Not your problem, Nyx reminded herself. But staring into her sisters’ faces, she had a hard time figuring out why it wasn’t her problem if what she didn’t know ended up getting her killed.

“Drop the commission and Dahab won’t drop you,” Rasheeda said.

“Sister, where’s your sense of subtlety?” Nyx asked. “How about you fuck off? I’m working a queen’s bounty. You try to pin some silly shit on me and I’ll have your heads.”

The matron brought Rhys’s tea.

“Can I get a little green drink?” Rasheeda asked.

“What kind?” the matron asked.

“A Green Beetle,” Rasheeda said.

“That’s not their best drink,” Nyx said. “I recommend the Holiday Beetle. I’m sure you know it.”

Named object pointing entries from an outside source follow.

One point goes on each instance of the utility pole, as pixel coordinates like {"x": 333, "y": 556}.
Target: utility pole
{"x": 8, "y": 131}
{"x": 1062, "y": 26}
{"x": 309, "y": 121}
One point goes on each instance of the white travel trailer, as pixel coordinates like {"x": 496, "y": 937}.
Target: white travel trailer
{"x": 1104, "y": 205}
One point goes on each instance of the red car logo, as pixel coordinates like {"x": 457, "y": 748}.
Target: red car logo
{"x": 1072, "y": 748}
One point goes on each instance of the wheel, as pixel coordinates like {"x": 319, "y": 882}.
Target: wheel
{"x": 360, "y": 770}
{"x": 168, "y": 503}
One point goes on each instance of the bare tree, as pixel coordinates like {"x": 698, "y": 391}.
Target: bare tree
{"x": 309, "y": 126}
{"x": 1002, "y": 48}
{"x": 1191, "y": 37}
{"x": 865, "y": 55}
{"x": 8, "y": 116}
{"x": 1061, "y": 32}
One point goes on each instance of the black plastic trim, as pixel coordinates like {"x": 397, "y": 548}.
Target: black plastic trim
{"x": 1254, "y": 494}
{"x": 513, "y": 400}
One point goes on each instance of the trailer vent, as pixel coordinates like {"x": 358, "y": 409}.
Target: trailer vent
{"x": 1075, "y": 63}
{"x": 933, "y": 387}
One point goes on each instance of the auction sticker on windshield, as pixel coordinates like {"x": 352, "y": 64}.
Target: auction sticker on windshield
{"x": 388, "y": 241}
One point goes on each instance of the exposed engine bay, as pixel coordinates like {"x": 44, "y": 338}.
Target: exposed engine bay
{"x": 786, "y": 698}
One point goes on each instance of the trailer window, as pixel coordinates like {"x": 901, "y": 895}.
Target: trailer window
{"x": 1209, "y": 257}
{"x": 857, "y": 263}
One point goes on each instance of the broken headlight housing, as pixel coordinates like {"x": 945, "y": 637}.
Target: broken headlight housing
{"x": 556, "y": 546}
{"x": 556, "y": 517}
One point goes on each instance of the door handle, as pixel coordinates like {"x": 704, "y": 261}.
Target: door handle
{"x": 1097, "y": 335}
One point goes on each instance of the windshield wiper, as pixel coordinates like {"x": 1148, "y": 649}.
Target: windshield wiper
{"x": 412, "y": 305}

Rhys sipped his tea. His other hand stayed near one of his pistols.

“Just drop the fucking bounty, Nyx,” Luce said. “The last time you pissed the council off, you lost everything, and you have a lot more to lose this time.”

Nyx took a pull of her beer. “I don’t drop notes.”

“It’s not a note,” Luce said. “You aren’t a bel dame. It’s a bounty. There’s no honor in bounties.”

“I know what I am. Does the council have you working actual notes, or are you just here to bully like a couple of border toughs?”

“We’re always working on notes,” Rasheeda said. She snapped her teeth at Rhys. “I ate a Chenjan just yesterday.”

“I hope you choked,” Rhys said.

“Keep your mouth locked, black man,” Rasheeda said. “My business isn’t with dumb bags or baby stealers.”

“Try to close it,” Rhys said.

Nyx grinned at that. She wanted to see Rhys shoot an organic target. He was a good shot.

“I heard you were fucking Chenjans,” Luce said, “but I didn’t believe it.”